Durant la conférence de presse qui a suivi le match comptant pour la 6ᵉ journée des éliminatoires de la Coupe du Monde qui s’est soldé par une victoire du Maroc 2-0 contre la Tanzanie, Walid Regragui a affirmé qu' »il est devenu normal, pour les Marocains, de se qualifier à la Coupe du monde, ils n’ont même pas célébré cette qualification. C’est la preuve que nous sommes devenus une grande sélection. Les Marocains doivent tout de même célébrer cette qualification imminente, qui coïncide avec l’Aïd el-Fitr. Les joueurs ont livré une grande performance et ont fait plaisir au public en assurant une troisième qualification consécutive au Mondial, ce qui est une première dans l’histoire du football marocain ».
« Je suis heureux de voir que le public marocain est en colère contre la performance de l’équipe », a-t-il déclaré. « Je me souviens qu’à l’époque où j’étais adjoint de Rachid Taoussi, les supporters étaient descendus dans la rue pour fêter une simple qualification à la CAN après une victoire contre le Mozambique. Aujourd’hui, ils considèrent une qualification à la Coupe du monde comme normale, ce qui montre que nous avons grandi comme sélection. Ils ont aussi le droit d’être frustrés même en cas de victoire 2-0. »
Walid Regragui a également tenu à rappeler que la porte de la sélection restait ouverte aux joueurs cadres : « Les portes de la sélection nationale sont ouvertes à tous, y compris à Hakim Ziyech et à Sofiane Boufal. Leur retour dépendra de leur forme physique et de leur niveau habituel. Je n’ai peur d’aucune sélection africaine et je ne fais pas de calculs étroits : j’ai confiance en mes joueurs ».
Abordant le volet offensif, le sélectionneur a insisté sur la nécessité d’une contribution collective aux buts marqués : « Je crois que tous les joueurs doivent être capables de marquer, peu importe leur poste.

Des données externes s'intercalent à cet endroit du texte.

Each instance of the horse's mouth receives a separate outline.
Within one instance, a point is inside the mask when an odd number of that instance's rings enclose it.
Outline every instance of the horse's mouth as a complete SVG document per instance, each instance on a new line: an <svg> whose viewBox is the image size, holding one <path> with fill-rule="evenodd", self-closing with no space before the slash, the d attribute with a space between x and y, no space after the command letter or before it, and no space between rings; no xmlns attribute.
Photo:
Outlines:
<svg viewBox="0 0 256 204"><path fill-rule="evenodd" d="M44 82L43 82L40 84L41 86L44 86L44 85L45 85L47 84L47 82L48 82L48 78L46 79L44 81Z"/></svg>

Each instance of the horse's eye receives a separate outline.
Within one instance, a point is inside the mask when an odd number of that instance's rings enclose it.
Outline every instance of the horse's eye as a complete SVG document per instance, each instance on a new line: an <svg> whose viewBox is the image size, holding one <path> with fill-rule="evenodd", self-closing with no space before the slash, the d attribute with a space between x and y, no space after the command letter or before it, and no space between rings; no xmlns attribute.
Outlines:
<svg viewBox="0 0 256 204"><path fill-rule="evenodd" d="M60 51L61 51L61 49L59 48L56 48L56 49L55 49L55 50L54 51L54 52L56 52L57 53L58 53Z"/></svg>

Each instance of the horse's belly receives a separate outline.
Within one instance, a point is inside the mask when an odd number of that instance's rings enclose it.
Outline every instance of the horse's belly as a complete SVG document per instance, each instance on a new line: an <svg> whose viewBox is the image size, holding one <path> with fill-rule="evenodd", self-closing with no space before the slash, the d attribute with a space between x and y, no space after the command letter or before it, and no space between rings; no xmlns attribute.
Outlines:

Ce n’est pas un signe de faiblesse de notre sélection, ni le reflet d’un déséquilibre dans notre attaque. Si nous comptons sur un seul joueur pour marquer, alors nous sommes en danger ».
Concernant les joueurs binationaux, Walid Regragui a été clair : « Nous ne pensons pas à intégrer certains joueurs uniquement pour sécuriser leur engagement avec le Maroc. Si un joueur envisage de quitter la sélection, cela signifie que nous avons commis une erreur en le convoquant dès le départ ».
À quelques mois de la Coupe d’Afrique des nations, le technicien marocain a tenu à recadrer les attentes autour de la rotation de l’effectif : « Nous ne sommes pas une sélection de jeunes destinée à donner leur chance à chaque rassemblement à un nouveau joueur. Nous nous préparons pour la Coupe d’Afrique des nations, donc nous devons aligner la meilleure équipe possible. Nous avons dominé la possession et livré une meilleure prestation que lors du précédent match contre le Niger. Le premier but a facilité le match, même si nous avons connu un relâchement en fin de rencontre. Il faudra améliorer certains aspects, notamment sur le plan offensif ».
La sélection marocaine a pratiquement validé son billet pour la Coupe du monde 2026, prévue aux États-Unis, au Canada et au Mexique, après sa victoire 2-0 contre la Tanzanie, lors de la sixième journée des qualifications africaines.
Le Maroc a récolté 15 points en 5 matchs, avec un parcours sans faute. Un simple match nul lors de la prochaine trêve internationale suffirait pour sceller définitivement la qualification, et ce, deux journées avant la fin des éliminatoires. Ce serait un fait inédit dans l’histoire de la sélection marocaine, qui a souvent dû batailler jusqu’au bout lors des précédentes campagnes qualificatives.
De plus, jamais dans son histoire le Maroc ne s’était qualifié pour trois coupes du monde consécutives. La participation au Mondial 2026 serait donc la troisième d’affilée après celles de 2018 en Russie et 2022 au Qatar, preuve de la continuité du travail sérieux engagé pour développer le football national.